Ieri c’è stato il blocco dell’attività didattica in centinaia di licei italiani e un’ondata di scioperi e manifestazioni sono previsti fino a giovedì, giorno dello sciopero generale indetto da Ggil, Cisl e Uil. L’”onda anomala” non si arresta, investe le scuole di ogni ordine e grado e non ha, né deve avere, un colore politico. Lo sanno benissimo anche gli studenti, che non vogliono farsi strumentalizzare; che hanno capito che è in gioco il futuro della scuola, la sua fondamentale funzione democratica. Certo, è anche, largamente, una questione politica (lo è nell’essenza, e come potrebbe non esserlo?). Ma non è una questione di parte, non di colore politico. Non è un partito, non è una colazione ad opporsi al decreto Gelmini. È la società civile.
Quella società civile consapevole che la scuola italiana di problemi ne ha tanti, ma il decreto Gelmini non li risolve: li acuisce. Basterebbe leggere con attenzione i risultati dell’indagine Ocse-Pisa, che dal 2000 monitora e compara il livello di competenza degli studenti di 57 paesi (i 30 dell’OCSE più i 27 paesi partner). Il test sul quale si basa l’indagine valuta le competenze di lettura, matematiche e scientifiche, restituendo un quadro poco lusinghiero per la scuola italiana, che si colloca mediamente a ridosso del quarantesimo posto e comunque al di sotto della media OCSE.
Questa indagine è citatissima, eppure sono poche le riflessioni critiche che ne hanno messo a fuoco le implicazioni. Da una parte è stata utilizzata per avallare un allarmismo persino eccessivo, senza tuttavia che sui risultati sia nato in Italia un dibattito serio. La sostanza è che la scuola italiana non appare in grado di modificare le disuguaglianze in ingresso, e tende anzi a riconfermarle. Ora, è lecito domandarsi se per risolvere questo problema la via giusta sia proprio quella dei tagli, del maestro unico, dell’accentramento delle competenze didattiche. O se non sarebbe piuttosto auspicabile esattamente il contrario. Investire di più nella scuola e sulla scuola. Favorire la presenza di una molteplicità di figure, indispensabili per educare nella società della complessità. Studiare le lingue in modo più serio, con l’ausilio di laboratori meglio attrezzati.

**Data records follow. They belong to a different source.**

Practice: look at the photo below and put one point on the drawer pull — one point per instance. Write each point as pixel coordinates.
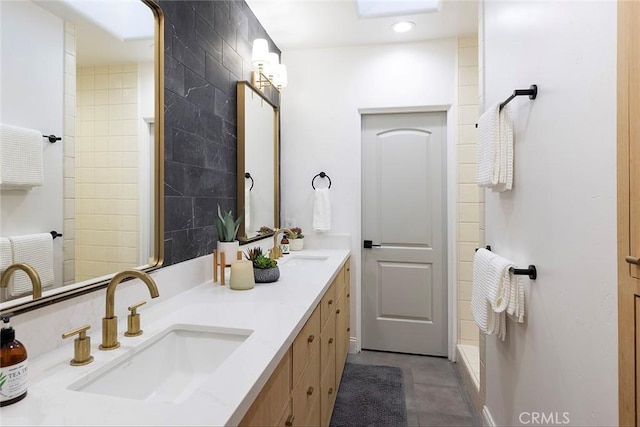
(633, 260)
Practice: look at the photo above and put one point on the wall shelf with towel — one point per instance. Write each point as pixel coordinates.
(321, 175)
(532, 271)
(532, 93)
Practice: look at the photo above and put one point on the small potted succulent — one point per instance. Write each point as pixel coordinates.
(296, 239)
(265, 269)
(227, 229)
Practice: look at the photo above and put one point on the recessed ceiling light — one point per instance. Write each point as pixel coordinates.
(403, 27)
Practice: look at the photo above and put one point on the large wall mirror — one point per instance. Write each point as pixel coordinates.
(258, 162)
(89, 72)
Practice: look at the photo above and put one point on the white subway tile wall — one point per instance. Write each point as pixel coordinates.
(106, 182)
(469, 194)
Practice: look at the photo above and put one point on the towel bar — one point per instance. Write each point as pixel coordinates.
(52, 138)
(532, 92)
(321, 175)
(532, 271)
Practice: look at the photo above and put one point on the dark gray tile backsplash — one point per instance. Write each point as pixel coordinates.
(207, 50)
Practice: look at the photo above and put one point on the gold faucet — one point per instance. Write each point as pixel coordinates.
(110, 321)
(276, 252)
(31, 272)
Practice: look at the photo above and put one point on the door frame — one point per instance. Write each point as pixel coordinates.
(450, 190)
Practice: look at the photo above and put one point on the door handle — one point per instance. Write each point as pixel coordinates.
(368, 244)
(633, 260)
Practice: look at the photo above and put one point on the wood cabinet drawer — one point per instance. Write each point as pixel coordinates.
(307, 392)
(305, 343)
(267, 407)
(328, 304)
(328, 390)
(328, 344)
(286, 418)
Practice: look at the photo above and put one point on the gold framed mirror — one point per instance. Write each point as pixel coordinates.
(258, 167)
(99, 85)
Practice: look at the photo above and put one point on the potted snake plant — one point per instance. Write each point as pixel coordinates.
(296, 239)
(227, 229)
(265, 269)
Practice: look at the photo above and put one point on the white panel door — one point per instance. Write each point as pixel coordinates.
(404, 279)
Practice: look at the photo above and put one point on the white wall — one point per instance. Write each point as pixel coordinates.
(32, 42)
(561, 214)
(321, 124)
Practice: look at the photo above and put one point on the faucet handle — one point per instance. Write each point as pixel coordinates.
(133, 321)
(81, 346)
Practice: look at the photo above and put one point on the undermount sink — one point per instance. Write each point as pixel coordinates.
(168, 367)
(304, 260)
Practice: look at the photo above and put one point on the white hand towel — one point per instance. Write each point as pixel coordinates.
(506, 150)
(487, 168)
(247, 211)
(480, 307)
(6, 256)
(321, 210)
(37, 251)
(21, 158)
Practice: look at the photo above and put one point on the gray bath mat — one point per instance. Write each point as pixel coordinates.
(370, 396)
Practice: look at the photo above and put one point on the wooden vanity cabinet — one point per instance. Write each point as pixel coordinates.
(314, 362)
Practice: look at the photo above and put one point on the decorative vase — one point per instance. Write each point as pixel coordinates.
(266, 275)
(242, 277)
(296, 244)
(230, 250)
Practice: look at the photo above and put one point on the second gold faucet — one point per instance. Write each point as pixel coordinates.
(110, 321)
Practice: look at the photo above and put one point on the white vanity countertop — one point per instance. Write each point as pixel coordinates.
(275, 312)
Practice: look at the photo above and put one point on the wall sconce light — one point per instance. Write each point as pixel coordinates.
(267, 68)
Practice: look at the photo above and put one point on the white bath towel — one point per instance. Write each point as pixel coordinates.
(37, 251)
(247, 210)
(6, 256)
(21, 158)
(480, 307)
(321, 210)
(487, 166)
(495, 292)
(505, 181)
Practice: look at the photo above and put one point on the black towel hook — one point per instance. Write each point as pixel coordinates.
(52, 138)
(321, 175)
(248, 176)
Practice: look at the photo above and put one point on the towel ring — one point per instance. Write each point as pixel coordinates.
(248, 175)
(321, 175)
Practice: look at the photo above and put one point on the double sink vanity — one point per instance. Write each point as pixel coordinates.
(272, 355)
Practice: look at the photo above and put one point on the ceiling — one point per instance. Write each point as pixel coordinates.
(306, 24)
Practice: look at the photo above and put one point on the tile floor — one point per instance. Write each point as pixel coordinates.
(434, 392)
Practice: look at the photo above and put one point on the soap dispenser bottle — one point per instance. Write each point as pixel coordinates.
(13, 366)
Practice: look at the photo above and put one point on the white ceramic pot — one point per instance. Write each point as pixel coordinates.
(230, 250)
(296, 244)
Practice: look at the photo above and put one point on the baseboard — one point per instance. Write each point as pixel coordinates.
(487, 419)
(353, 349)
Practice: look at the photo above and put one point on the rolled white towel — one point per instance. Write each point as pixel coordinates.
(322, 210)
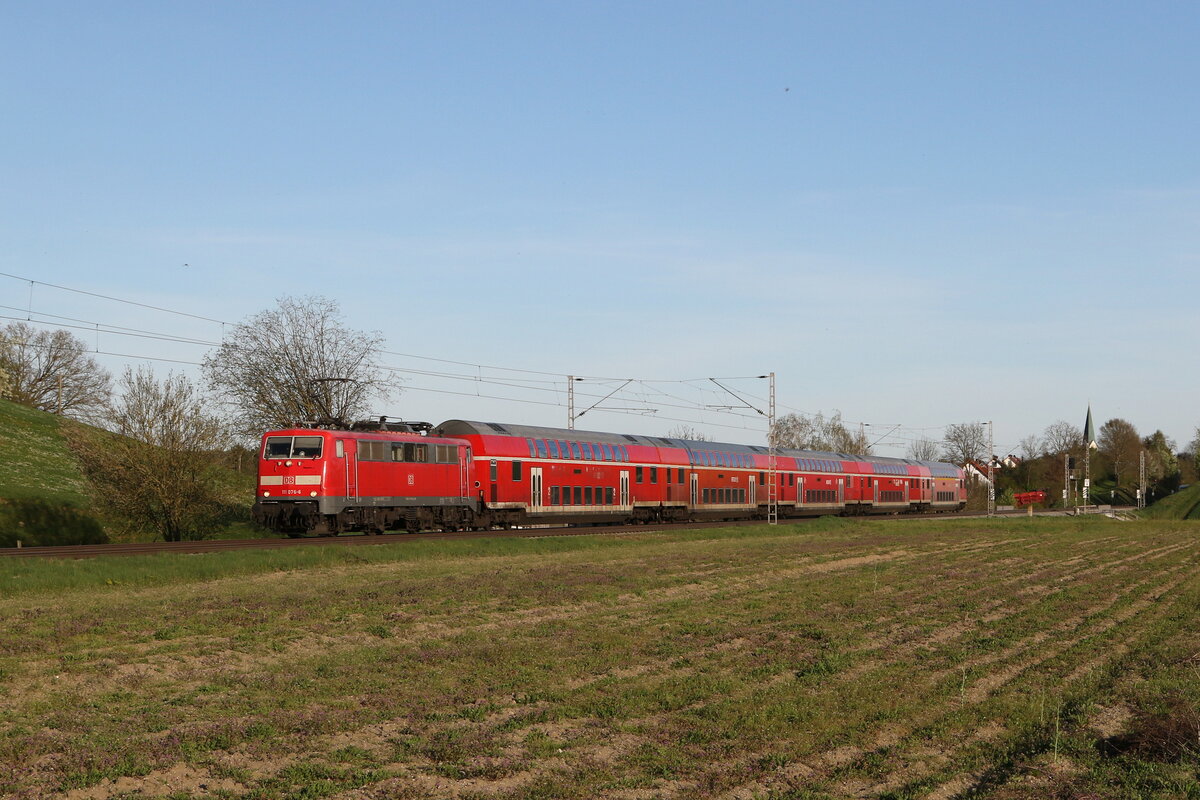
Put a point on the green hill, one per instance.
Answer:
(36, 462)
(42, 483)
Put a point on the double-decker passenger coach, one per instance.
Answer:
(379, 476)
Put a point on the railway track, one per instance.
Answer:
(345, 540)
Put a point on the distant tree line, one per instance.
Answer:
(156, 464)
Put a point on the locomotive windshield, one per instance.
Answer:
(292, 447)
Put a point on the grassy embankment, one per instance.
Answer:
(37, 463)
(829, 660)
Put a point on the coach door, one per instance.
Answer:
(348, 449)
(535, 488)
(463, 469)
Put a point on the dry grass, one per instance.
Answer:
(831, 660)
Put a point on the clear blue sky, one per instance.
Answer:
(913, 212)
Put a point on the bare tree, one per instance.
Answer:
(1032, 446)
(1120, 441)
(803, 432)
(965, 441)
(52, 371)
(160, 473)
(687, 432)
(1162, 463)
(923, 449)
(1061, 438)
(295, 362)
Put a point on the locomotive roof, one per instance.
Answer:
(468, 427)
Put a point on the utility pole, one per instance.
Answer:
(570, 402)
(772, 449)
(1141, 481)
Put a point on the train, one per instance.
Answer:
(382, 476)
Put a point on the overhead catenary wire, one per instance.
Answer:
(653, 390)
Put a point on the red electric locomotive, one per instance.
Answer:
(413, 476)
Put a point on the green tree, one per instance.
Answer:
(295, 362)
(1162, 464)
(1120, 443)
(160, 473)
(52, 371)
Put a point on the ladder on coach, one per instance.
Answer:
(773, 479)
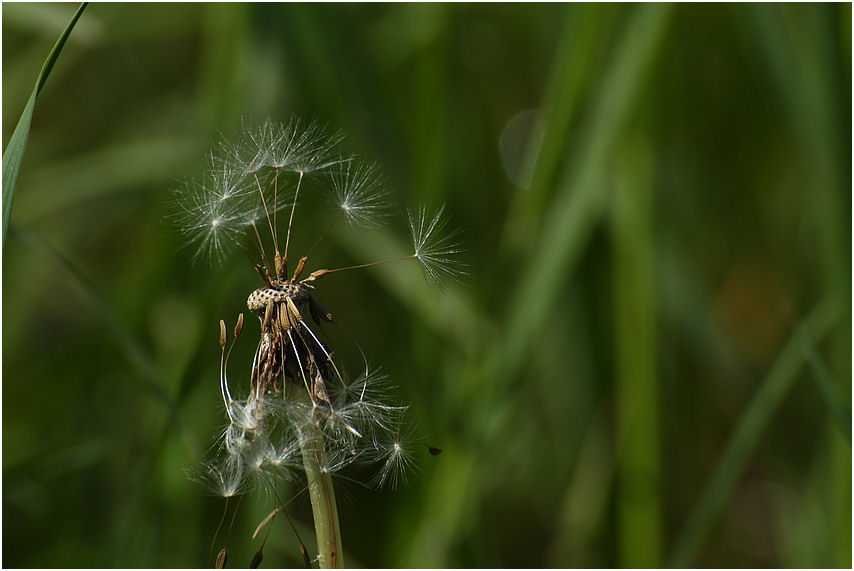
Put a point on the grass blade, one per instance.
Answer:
(14, 153)
(748, 432)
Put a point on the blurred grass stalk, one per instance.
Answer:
(636, 387)
(566, 223)
(748, 432)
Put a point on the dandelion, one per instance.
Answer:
(435, 249)
(301, 415)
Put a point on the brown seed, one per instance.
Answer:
(221, 558)
(257, 559)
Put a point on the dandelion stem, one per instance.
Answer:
(322, 498)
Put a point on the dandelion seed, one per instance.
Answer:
(359, 193)
(300, 413)
(436, 249)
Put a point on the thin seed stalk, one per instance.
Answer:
(322, 496)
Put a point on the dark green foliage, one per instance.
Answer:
(649, 364)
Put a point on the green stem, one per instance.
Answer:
(322, 498)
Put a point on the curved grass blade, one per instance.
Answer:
(14, 153)
(749, 430)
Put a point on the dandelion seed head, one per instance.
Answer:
(434, 247)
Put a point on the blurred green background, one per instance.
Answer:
(649, 364)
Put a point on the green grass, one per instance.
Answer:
(648, 365)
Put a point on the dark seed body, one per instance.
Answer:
(277, 293)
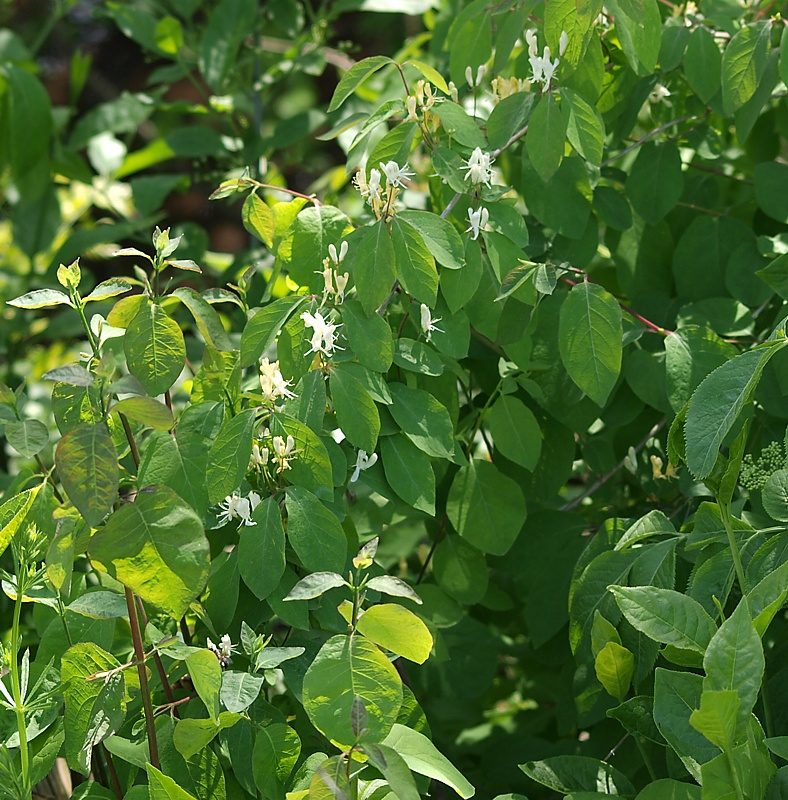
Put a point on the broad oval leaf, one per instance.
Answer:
(87, 464)
(157, 547)
(347, 667)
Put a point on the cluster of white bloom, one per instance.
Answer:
(479, 167)
(223, 651)
(324, 333)
(428, 323)
(284, 452)
(363, 461)
(543, 67)
(272, 382)
(236, 507)
(334, 283)
(477, 219)
(382, 201)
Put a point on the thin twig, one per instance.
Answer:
(645, 138)
(608, 475)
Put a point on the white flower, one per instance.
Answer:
(272, 382)
(223, 651)
(259, 457)
(477, 219)
(479, 167)
(337, 258)
(324, 337)
(363, 461)
(284, 451)
(235, 507)
(395, 174)
(428, 323)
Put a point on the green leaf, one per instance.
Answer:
(770, 177)
(276, 750)
(578, 774)
(734, 661)
(354, 77)
(374, 267)
(423, 420)
(416, 269)
(314, 585)
(486, 507)
(590, 340)
(775, 495)
(208, 323)
(395, 628)
(409, 472)
(716, 717)
(162, 787)
(394, 769)
(370, 337)
(87, 465)
(515, 431)
(41, 298)
(356, 411)
(154, 347)
(13, 513)
(743, 63)
(577, 19)
(261, 549)
(258, 219)
(240, 690)
(655, 182)
(229, 23)
(157, 547)
(96, 708)
(676, 696)
(314, 532)
(345, 668)
(439, 236)
(147, 411)
(458, 125)
(614, 666)
(716, 404)
(228, 458)
(421, 755)
(206, 675)
(666, 616)
(264, 327)
(585, 128)
(703, 64)
(27, 436)
(546, 135)
(460, 570)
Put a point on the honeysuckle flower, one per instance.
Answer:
(236, 507)
(479, 167)
(428, 323)
(259, 457)
(324, 337)
(394, 173)
(223, 651)
(341, 282)
(363, 461)
(337, 257)
(272, 382)
(477, 219)
(284, 452)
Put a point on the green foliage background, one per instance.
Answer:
(564, 570)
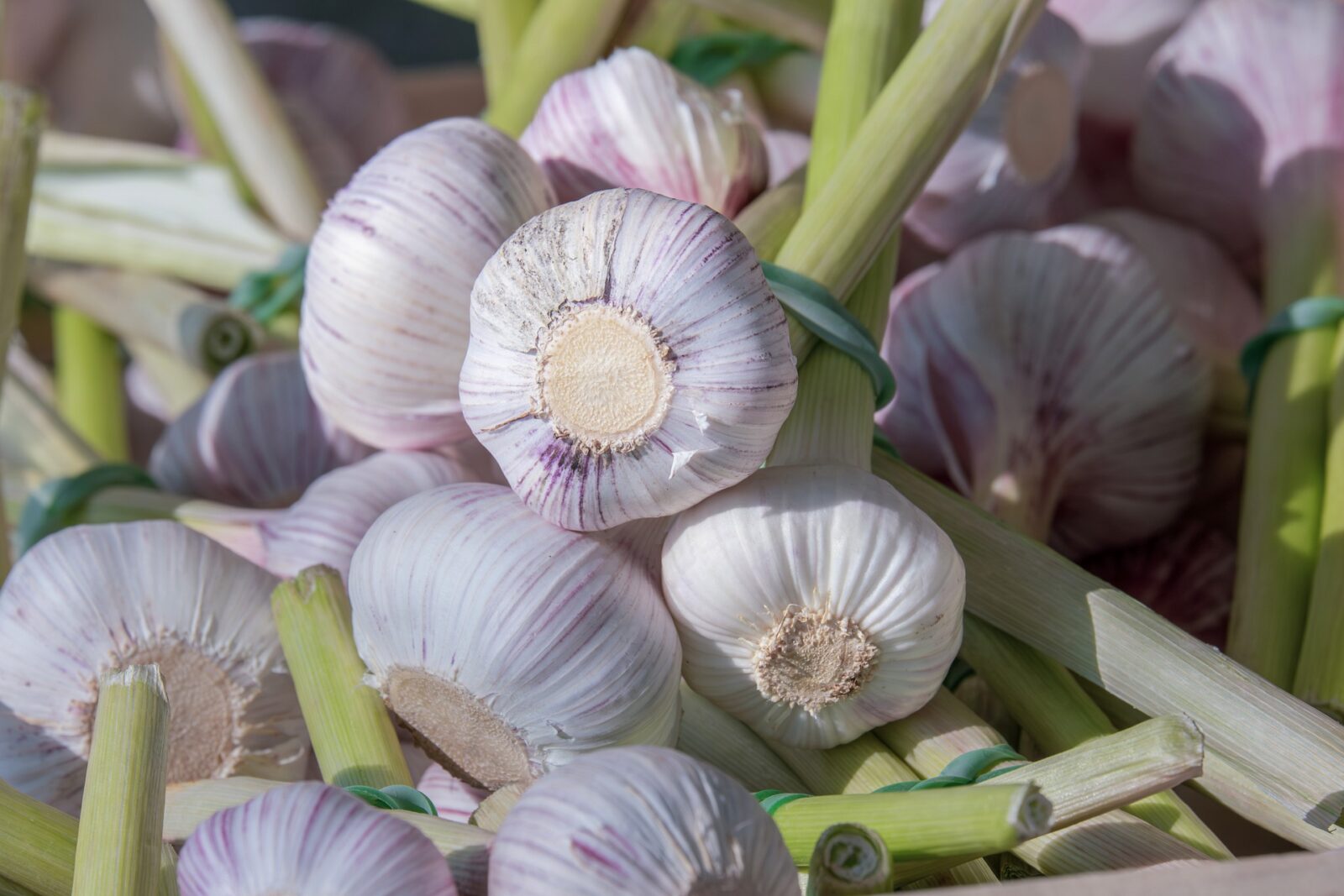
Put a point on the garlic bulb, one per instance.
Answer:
(507, 645)
(91, 600)
(1241, 120)
(1018, 150)
(627, 360)
(813, 602)
(635, 121)
(255, 438)
(309, 840)
(1045, 378)
(638, 821)
(1121, 36)
(390, 273)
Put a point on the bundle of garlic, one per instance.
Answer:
(97, 598)
(1045, 376)
(638, 820)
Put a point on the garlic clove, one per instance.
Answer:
(309, 840)
(1018, 150)
(813, 602)
(1043, 375)
(390, 273)
(632, 120)
(255, 439)
(507, 645)
(627, 359)
(638, 821)
(97, 598)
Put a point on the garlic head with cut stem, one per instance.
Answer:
(632, 120)
(96, 598)
(508, 645)
(627, 359)
(390, 273)
(640, 821)
(1043, 376)
(813, 602)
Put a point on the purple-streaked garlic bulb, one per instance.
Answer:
(635, 121)
(627, 360)
(640, 821)
(1045, 376)
(1186, 574)
(309, 840)
(1121, 36)
(1018, 150)
(255, 439)
(454, 799)
(96, 598)
(511, 647)
(390, 273)
(813, 602)
(1242, 120)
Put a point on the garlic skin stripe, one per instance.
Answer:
(1043, 376)
(390, 273)
(632, 120)
(507, 645)
(627, 359)
(91, 600)
(309, 840)
(813, 602)
(255, 439)
(640, 821)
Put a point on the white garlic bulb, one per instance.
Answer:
(636, 121)
(511, 647)
(89, 600)
(255, 439)
(390, 275)
(309, 840)
(1043, 375)
(638, 821)
(1018, 150)
(627, 360)
(813, 602)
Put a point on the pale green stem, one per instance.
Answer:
(351, 731)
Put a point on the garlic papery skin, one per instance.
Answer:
(1242, 114)
(627, 360)
(255, 439)
(1045, 376)
(98, 598)
(632, 120)
(309, 840)
(1018, 150)
(640, 821)
(813, 602)
(1121, 36)
(390, 273)
(511, 647)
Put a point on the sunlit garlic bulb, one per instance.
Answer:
(813, 602)
(1045, 378)
(91, 600)
(1018, 150)
(311, 840)
(640, 821)
(635, 121)
(511, 647)
(255, 439)
(1241, 121)
(390, 275)
(628, 359)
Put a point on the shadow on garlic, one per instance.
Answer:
(627, 359)
(511, 647)
(91, 600)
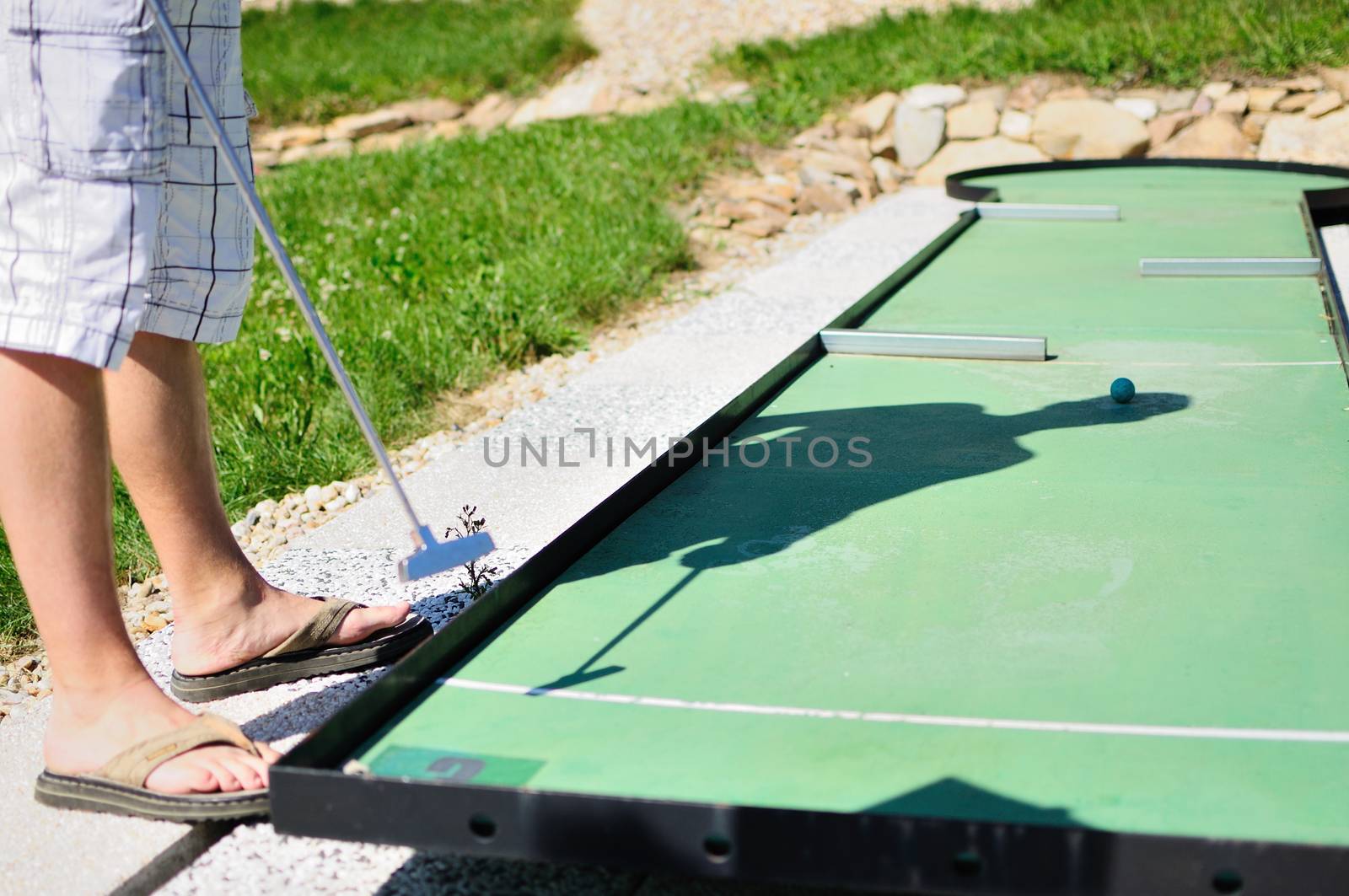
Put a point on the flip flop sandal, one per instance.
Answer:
(305, 655)
(121, 786)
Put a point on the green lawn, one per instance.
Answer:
(312, 61)
(447, 263)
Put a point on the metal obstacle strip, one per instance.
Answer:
(1047, 212)
(870, 341)
(1229, 266)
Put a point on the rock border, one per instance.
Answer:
(917, 135)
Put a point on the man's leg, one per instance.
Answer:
(224, 612)
(56, 505)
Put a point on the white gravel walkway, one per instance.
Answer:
(663, 385)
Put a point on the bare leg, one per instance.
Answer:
(56, 503)
(224, 612)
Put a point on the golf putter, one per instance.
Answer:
(431, 555)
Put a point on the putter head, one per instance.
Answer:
(436, 556)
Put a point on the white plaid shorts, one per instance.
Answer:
(115, 212)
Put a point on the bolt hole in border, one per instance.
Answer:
(966, 864)
(718, 848)
(482, 826)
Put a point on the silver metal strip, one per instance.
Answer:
(1040, 212)
(1229, 266)
(870, 341)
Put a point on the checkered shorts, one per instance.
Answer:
(115, 212)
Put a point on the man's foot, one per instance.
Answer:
(89, 729)
(219, 635)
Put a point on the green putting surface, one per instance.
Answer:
(1032, 605)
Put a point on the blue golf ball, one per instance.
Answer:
(1123, 390)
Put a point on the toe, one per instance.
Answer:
(366, 621)
(245, 772)
(226, 781)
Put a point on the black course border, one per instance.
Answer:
(314, 797)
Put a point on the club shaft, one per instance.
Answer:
(278, 253)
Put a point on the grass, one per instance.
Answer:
(447, 263)
(1105, 42)
(314, 61)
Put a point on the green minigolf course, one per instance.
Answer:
(1016, 599)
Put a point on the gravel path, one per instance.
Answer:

Il decreto Gelmini verosimilmente passerà, perché può contare sull’appoggio di una maggioranza che appare più divisa del previsto, ma comunque solida.
Ma il problema vero non è solo il decreto, così come non è solo la finanziaria. Perché sia il decreto che la finanziaria sono gli strumenti di una precisa volontà politica, che, coerentemente con i propri presupposti, intende abbandonare la scuola pubblica a se stessa, svuotandola della funzione alla quale, per quanto malandata, non è mai venuta meno: quella di formare il cittadino, di educare al senso critico. Non è solo ai tagli che bisogna opporsi, ma a un intero disegno. Reso ancora più mqanifesto dal fatto che, mentre affossa la scuola pubblica, il governo salva le banche e le grandi industrie.
Al di là del lavoro sul breve termine, occorrerà dunque lavorare anche in prospettiva, per difendere le prerogative della scuola pubblica da un attacco che, in ogni caso, non si arresterà facilmente. La movimentazione deve farsi corale. I risultati non sono dietro l’angolo, ma la consapevolezza che si sta aggregando intorno alla difesa della scuola è un primo passo e un segnale importante.